Open ftomassetti opened 3 months ago
Also, in my cases there are no annotations, so the field annotations
is always {}
I also wonder if we should use a database id for nodes, to avoid using the node_id field, which may be a long string (at least in my case. My nodes ID range from 11 to 538 characters, with a mean of 206)
I also wonder if we should use a database id for nodes, to avoid using the node_id field, which may be a long string (at least in my case. My nodes ID range from 11 to 538 characters, with a mean of 206)
I implemented this in some of my C# optimizations: During serialization, I want to detect duplicates. I store SHA1 hashes of the id as a fixed array of 20 bytes. It saves quite some memory (and also speeds up comparison).
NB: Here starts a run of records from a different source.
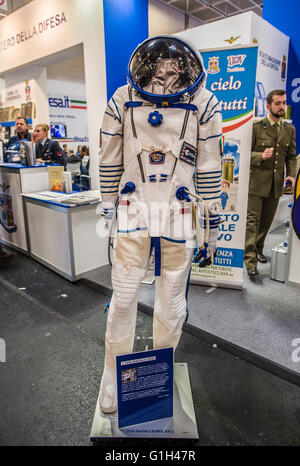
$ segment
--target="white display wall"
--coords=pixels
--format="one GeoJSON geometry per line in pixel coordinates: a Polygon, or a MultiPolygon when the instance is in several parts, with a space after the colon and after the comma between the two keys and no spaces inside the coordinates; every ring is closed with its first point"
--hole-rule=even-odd
{"type": "Polygon", "coordinates": [[[50,124],[64,124],[67,136],[59,143],[76,152],[89,145],[85,85],[71,81],[47,80],[50,124]]]}

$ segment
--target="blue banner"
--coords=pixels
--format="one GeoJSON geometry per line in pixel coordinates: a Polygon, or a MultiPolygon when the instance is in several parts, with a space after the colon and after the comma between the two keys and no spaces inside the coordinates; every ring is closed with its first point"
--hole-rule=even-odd
{"type": "Polygon", "coordinates": [[[193,264],[192,283],[234,288],[243,283],[257,52],[257,46],[201,52],[206,87],[222,111],[221,223],[214,264],[204,268],[193,264]]]}
{"type": "Polygon", "coordinates": [[[220,102],[223,122],[253,110],[257,47],[202,52],[206,87],[220,102]],[[253,72],[249,73],[249,70],[253,72]]]}

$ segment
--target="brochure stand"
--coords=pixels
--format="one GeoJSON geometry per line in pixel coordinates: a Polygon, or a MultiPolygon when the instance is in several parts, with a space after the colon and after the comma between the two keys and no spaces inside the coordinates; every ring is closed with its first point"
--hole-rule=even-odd
{"type": "Polygon", "coordinates": [[[173,395],[173,417],[123,428],[119,428],[117,412],[111,415],[101,412],[98,397],[90,434],[91,441],[108,438],[198,439],[187,363],[174,364],[173,395]]]}

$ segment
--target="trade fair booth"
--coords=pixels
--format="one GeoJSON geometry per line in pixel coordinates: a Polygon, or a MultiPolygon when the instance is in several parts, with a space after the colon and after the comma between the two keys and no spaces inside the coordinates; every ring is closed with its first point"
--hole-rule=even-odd
{"type": "MultiPolygon", "coordinates": [[[[36,124],[48,124],[49,136],[61,147],[67,144],[74,153],[78,145],[87,145],[90,151],[90,189],[99,186],[99,129],[106,105],[101,18],[102,5],[99,2],[89,2],[89,5],[77,2],[76,8],[68,1],[51,2],[42,10],[35,8],[35,2],[32,2],[1,24],[2,138],[8,140],[13,136],[15,118],[24,116],[32,129],[36,124]],[[86,30],[91,34],[86,34],[86,30]],[[94,59],[95,53],[97,60],[94,59]],[[56,127],[59,131],[54,134],[56,127]]],[[[4,244],[35,257],[71,280],[108,263],[107,240],[96,234],[96,208],[100,196],[97,194],[98,202],[95,204],[95,191],[90,191],[91,203],[86,197],[84,205],[66,208],[66,218],[71,211],[72,216],[60,231],[64,238],[63,249],[58,251],[58,248],[55,253],[47,251],[49,243],[39,239],[42,226],[43,237],[52,231],[55,243],[62,245],[55,237],[59,229],[49,217],[50,206],[55,208],[55,203],[51,202],[51,197],[47,199],[41,195],[41,199],[48,202],[41,202],[40,206],[45,208],[37,212],[36,205],[28,205],[26,209],[27,197],[27,201],[25,198],[22,200],[22,194],[49,191],[47,166],[2,163],[0,186],[3,198],[0,236],[4,244]],[[87,216],[85,221],[91,229],[88,242],[81,238],[80,231],[73,232],[75,211],[87,216]],[[92,220],[87,220],[89,216],[92,220]],[[35,228],[36,236],[33,233],[35,228]],[[79,235],[77,241],[76,235],[79,235]],[[44,251],[39,249],[41,245],[45,247],[44,251]],[[99,253],[93,254],[91,249],[99,253]],[[76,265],[78,261],[81,265],[76,265]]],[[[62,211],[63,207],[57,209],[62,211]]],[[[75,225],[76,230],[80,230],[78,221],[75,225]]]]}
{"type": "MultiPolygon", "coordinates": [[[[56,164],[51,171],[46,164],[1,160],[0,241],[68,281],[82,280],[110,296],[112,248],[110,238],[103,234],[99,215],[100,126],[107,102],[116,88],[126,82],[122,60],[128,62],[127,55],[130,57],[147,37],[148,26],[136,15],[134,20],[141,23],[141,28],[132,27],[130,42],[126,36],[130,35],[126,30],[128,18],[124,19],[121,10],[116,14],[109,8],[109,2],[98,0],[35,0],[1,21],[2,138],[8,140],[14,134],[15,118],[25,116],[30,130],[38,123],[48,124],[52,139],[61,146],[67,144],[76,152],[77,146],[87,145],[90,166],[87,188],[73,179],[67,189],[72,177],[63,177],[59,167],[59,183],[64,183],[64,187],[55,189],[56,164]],[[42,8],[37,8],[39,3],[42,8]],[[112,13],[116,18],[112,19],[112,13]],[[112,32],[116,34],[121,27],[126,30],[122,44],[126,56],[116,50],[116,43],[108,37],[108,30],[113,36],[112,32]]],[[[264,304],[267,300],[275,306],[287,286],[290,299],[295,299],[300,286],[300,233],[294,231],[292,222],[289,230],[286,227],[292,204],[299,205],[299,175],[295,194],[281,198],[271,227],[271,232],[280,232],[273,241],[283,241],[283,236],[289,235],[284,280],[269,281],[269,270],[264,269],[263,278],[254,284],[244,269],[252,125],[255,119],[266,116],[270,90],[286,89],[289,37],[250,11],[186,29],[174,37],[189,41],[201,53],[207,70],[206,86],[220,102],[223,119],[222,134],[217,135],[222,156],[218,249],[210,267],[192,265],[183,329],[210,347],[225,349],[299,385],[300,369],[291,360],[290,348],[295,331],[300,331],[296,311],[287,306],[287,314],[285,310],[283,314],[272,314],[264,304]],[[256,306],[256,299],[262,304],[256,306]]],[[[134,104],[130,98],[126,110],[134,104]]],[[[118,119],[114,113],[110,116],[118,119]]],[[[292,111],[287,117],[293,121],[292,111]]],[[[202,141],[210,137],[214,136],[209,134],[202,141]]],[[[108,169],[116,167],[116,171],[121,171],[120,165],[108,165],[108,169]]],[[[128,193],[126,189],[124,193],[128,193]]],[[[127,199],[122,202],[130,204],[127,199]]],[[[156,266],[154,257],[137,298],[139,308],[151,316],[157,301],[153,285],[156,266]]],[[[126,269],[125,276],[129,273],[126,269]]],[[[121,279],[120,282],[122,286],[121,279]]],[[[99,408],[99,394],[92,440],[198,438],[187,363],[174,364],[173,348],[149,350],[146,346],[145,351],[122,353],[115,359],[119,412],[104,415],[99,408]],[[136,383],[139,377],[140,385],[136,383]],[[131,389],[134,384],[138,386],[135,393],[131,389]]]]}

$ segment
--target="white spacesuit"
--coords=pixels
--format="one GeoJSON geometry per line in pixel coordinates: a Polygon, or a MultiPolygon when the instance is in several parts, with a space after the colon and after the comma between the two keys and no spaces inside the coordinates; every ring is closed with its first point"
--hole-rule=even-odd
{"type": "Polygon", "coordinates": [[[154,348],[175,349],[201,227],[209,231],[197,257],[202,266],[211,263],[216,250],[222,118],[205,82],[202,58],[190,44],[172,36],[147,39],[130,59],[128,85],[117,89],[103,118],[99,170],[108,224],[117,209],[100,386],[104,413],[117,409],[115,356],[132,352],[138,292],[150,252],[155,258],[154,348]],[[197,203],[190,197],[195,194],[206,203],[209,217],[196,216],[197,203]]]}

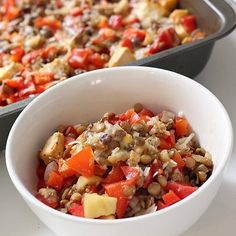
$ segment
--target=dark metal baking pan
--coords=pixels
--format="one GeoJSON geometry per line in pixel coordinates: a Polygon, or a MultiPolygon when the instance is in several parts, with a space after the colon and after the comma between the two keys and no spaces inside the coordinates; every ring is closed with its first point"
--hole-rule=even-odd
{"type": "MultiPolygon", "coordinates": [[[[158,67],[194,78],[205,67],[216,40],[235,28],[235,11],[228,1],[181,0],[180,5],[197,17],[199,27],[208,36],[203,40],[178,46],[128,65],[158,67]]],[[[5,148],[8,133],[15,119],[32,99],[28,98],[0,109],[0,150],[5,148]]]]}

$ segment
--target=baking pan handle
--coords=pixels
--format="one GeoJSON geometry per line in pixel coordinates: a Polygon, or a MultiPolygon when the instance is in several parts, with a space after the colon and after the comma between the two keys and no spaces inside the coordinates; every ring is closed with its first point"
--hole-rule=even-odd
{"type": "Polygon", "coordinates": [[[231,33],[236,27],[236,4],[232,0],[207,0],[225,23],[216,38],[220,39],[231,33]]]}

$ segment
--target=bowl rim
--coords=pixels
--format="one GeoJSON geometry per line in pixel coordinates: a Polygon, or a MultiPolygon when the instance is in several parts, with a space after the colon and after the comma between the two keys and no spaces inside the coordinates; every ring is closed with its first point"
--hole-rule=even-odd
{"type": "Polygon", "coordinates": [[[206,87],[204,87],[200,83],[198,83],[198,82],[196,82],[184,75],[181,75],[181,74],[178,74],[178,73],[175,73],[172,71],[164,70],[164,69],[144,67],[144,66],[142,66],[142,67],[140,67],[140,66],[121,66],[121,67],[115,67],[115,68],[105,68],[105,69],[95,70],[95,71],[86,72],[84,74],[73,76],[69,80],[63,81],[62,83],[59,83],[59,84],[55,85],[54,87],[50,88],[49,90],[45,91],[44,93],[40,94],[22,111],[22,113],[18,116],[15,123],[13,124],[13,126],[10,130],[8,139],[7,139],[6,155],[5,156],[6,156],[6,166],[7,166],[8,174],[9,174],[15,188],[18,190],[18,192],[21,194],[21,196],[23,197],[23,199],[26,202],[29,202],[31,205],[35,206],[36,208],[40,208],[40,210],[47,212],[51,216],[59,217],[64,220],[69,220],[69,221],[74,221],[74,222],[100,225],[100,224],[121,224],[121,223],[129,223],[129,222],[133,222],[133,221],[148,220],[149,218],[156,217],[158,215],[167,214],[168,212],[174,211],[176,208],[181,207],[183,204],[185,205],[186,203],[190,202],[192,199],[194,199],[195,197],[200,195],[202,192],[204,192],[208,188],[208,186],[211,185],[211,183],[213,183],[215,181],[215,179],[218,177],[218,175],[223,171],[223,169],[226,165],[226,162],[232,153],[232,148],[233,148],[233,129],[232,129],[232,124],[231,124],[231,120],[229,118],[229,115],[228,115],[225,107],[223,106],[223,104],[219,101],[219,99],[206,87]],[[31,193],[23,185],[23,183],[20,181],[19,177],[14,172],[15,168],[13,167],[13,162],[12,162],[14,148],[11,145],[12,141],[14,140],[14,133],[18,129],[18,126],[20,126],[21,121],[24,119],[24,116],[28,113],[28,111],[31,110],[35,105],[37,105],[37,103],[40,103],[41,99],[48,96],[50,93],[57,90],[58,88],[64,87],[69,83],[73,83],[75,80],[86,79],[87,76],[91,77],[92,75],[103,74],[104,72],[113,74],[113,73],[116,73],[119,71],[124,71],[124,72],[147,71],[149,73],[153,72],[156,74],[158,74],[158,73],[169,74],[169,75],[172,75],[171,79],[178,79],[178,80],[188,82],[188,83],[194,85],[195,87],[197,87],[197,89],[203,90],[203,92],[210,95],[215,100],[217,106],[222,111],[222,113],[225,117],[225,120],[227,121],[225,123],[225,125],[226,125],[226,130],[227,130],[229,136],[228,136],[227,146],[225,148],[224,158],[219,163],[217,169],[215,171],[213,171],[212,175],[206,181],[206,183],[204,183],[204,185],[202,185],[199,189],[197,189],[197,191],[195,191],[194,193],[192,193],[191,195],[189,195],[185,199],[182,199],[181,201],[179,201],[167,208],[152,212],[150,214],[145,214],[145,215],[135,216],[135,217],[130,217],[130,218],[123,218],[123,219],[102,220],[102,219],[90,219],[90,218],[75,217],[73,215],[65,214],[65,213],[62,213],[56,209],[48,207],[47,205],[40,202],[33,195],[33,193],[31,193]]]}

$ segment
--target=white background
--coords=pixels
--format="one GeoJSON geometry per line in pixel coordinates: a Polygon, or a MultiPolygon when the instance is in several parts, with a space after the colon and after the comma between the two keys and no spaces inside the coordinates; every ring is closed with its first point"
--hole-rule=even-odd
{"type": "MultiPolygon", "coordinates": [[[[196,80],[222,101],[229,112],[235,131],[236,31],[216,43],[209,63],[196,80]]],[[[235,154],[234,149],[225,171],[224,182],[210,208],[183,236],[236,235],[235,154]]],[[[96,232],[94,233],[96,235],[96,232]]],[[[7,174],[3,152],[0,154],[0,235],[55,236],[34,216],[13,187],[7,174]]]]}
Edit: See here: https://github.com/LionWeb-io/lionweb-csharp/blob/niko/serializer-handler/src/LionWeb-CSharp/core/M1/CompressedId.cs
I think there are two ways of optimizing this, both can be applied independently:
a) We can handle default values differently in our logic, so they never reach the DB. b) I could imagine the DB has a way to "compress" column values internally, maybe this needs "column-mode" tables. I don't know any specifics on PQ, just that such features exist in general.
After loading a big project (2.5M nodes) I looked at the table and I noticed some values being common.
In the reference table the value
{}
(no values references) is present in 4475306 out of 5207880 records (86%). In the containment table the value{}
(no values references) is present in 359166 out of 4514084 records (22%). In the property table the valuefalse
is present in 538840 out of 2490897 records (8%).Complessively, among these 3 tables, 5373312 records out of 12212861 (44%) have the default value. Is there a way to use this to our advantage? Can we avoid adding records when the default value is present? Can we otherwise speed up insertion?